De meest gebruikte aanhef in de laatste twee weken in mededelingen is ongetwijfeld: "Vanwege de coronacrisis...",
Aanvankelijk was het nog vanwege het coronavirus of vanwege de coronauitbraak, nu wordt achter corona het woord crisis gezet.
Dat komt niet alleen doordat na eerdere onderschatting het monster nu zijn ware gezicht toont met dagelijks meer dan honderd doden in Nederland, maar ook omdat door wat Rutte's intelligente lockdown noemt en door wereldwijde dito maatregelen de economie een hevige dreun te verwerken krijgt, die erger lijkt te worden dan die van 2008 met de bankencrisis.
De crisis levert naast intelligente lockdowm nieuwe woorden op zoals sociale onthouding en groepsimmuniteit .
Van dat laatste is sprake als 60 % van de bevolking immuun is geraakt door de ziekte te overwinnen.
Wanneer dat zal zijn in het huidige tempo valt niet te berekenen omdat door te weinig testmateriaal geen beeld is van hoeveel mensen er besmet zijn geraakt.
Naast nieuwe woorden krijgen we ook nieuwe inzichten, zoals het ongelooflijke gegeven dat ons land niet goed voorbereid is op de uitbraak. Er zijn te weinig mondkapjes, testmateriaal, beademingsapparatuur en IC bedden.
In tijden van crises leer je je medemens kennen.
Rudger Bregman heeft me onlangs overtuigd dat de meeste mensen deugen.
Maar dat houdt in dat er sommigen niet deugen.
Dat zijn de hufters
En er zijn hufters.
En die vallen op, althans die vallen míj op in de schaarse momenten die ik uit mijn hol kruip.
Want laat ik eerlijk zijn, ik doe er alles aan om dat virus niet op te lopen.
In meerder opzichten behoor ik tot de risicogroep, wat ik interpreteer dat het virus me flink te pakken zal nemen, als ik het oploop. En, daar wil ik ook oprecht van getuigen, ik wil niet dood, nog niet.

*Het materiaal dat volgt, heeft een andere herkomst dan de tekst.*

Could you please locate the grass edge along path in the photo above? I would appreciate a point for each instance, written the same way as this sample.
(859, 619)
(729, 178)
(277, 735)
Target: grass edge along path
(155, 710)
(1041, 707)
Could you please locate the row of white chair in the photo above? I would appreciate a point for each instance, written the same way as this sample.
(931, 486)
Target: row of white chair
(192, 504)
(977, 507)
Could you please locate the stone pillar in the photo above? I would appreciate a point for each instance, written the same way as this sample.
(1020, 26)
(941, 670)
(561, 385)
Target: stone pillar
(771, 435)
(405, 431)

Vanaf mijn tachtigste zal ik me verzoenen met de gedachte waarvan ik al mijn hele leven weet van heb. Tot die tijd wil ik het eeuwige leven.
Dus volg ik het advies van het RIVM op niet alleen vanwege een maatschappelijke verantwoordelijkheid, maar vooral ook omdat ik bang ben.
Dus blijf ik zoveel mogelijk in mijn hol, in onze comfortabele burcht.
Vandaag me even naar de supermarkt gewaagd om mijn biervoorraad aan te vullen. (Mijn overweging om 'Vanwege de coronacrisis' voor de zoveelste maal te stoppen met drinken, heb ik toch maar laten varen.)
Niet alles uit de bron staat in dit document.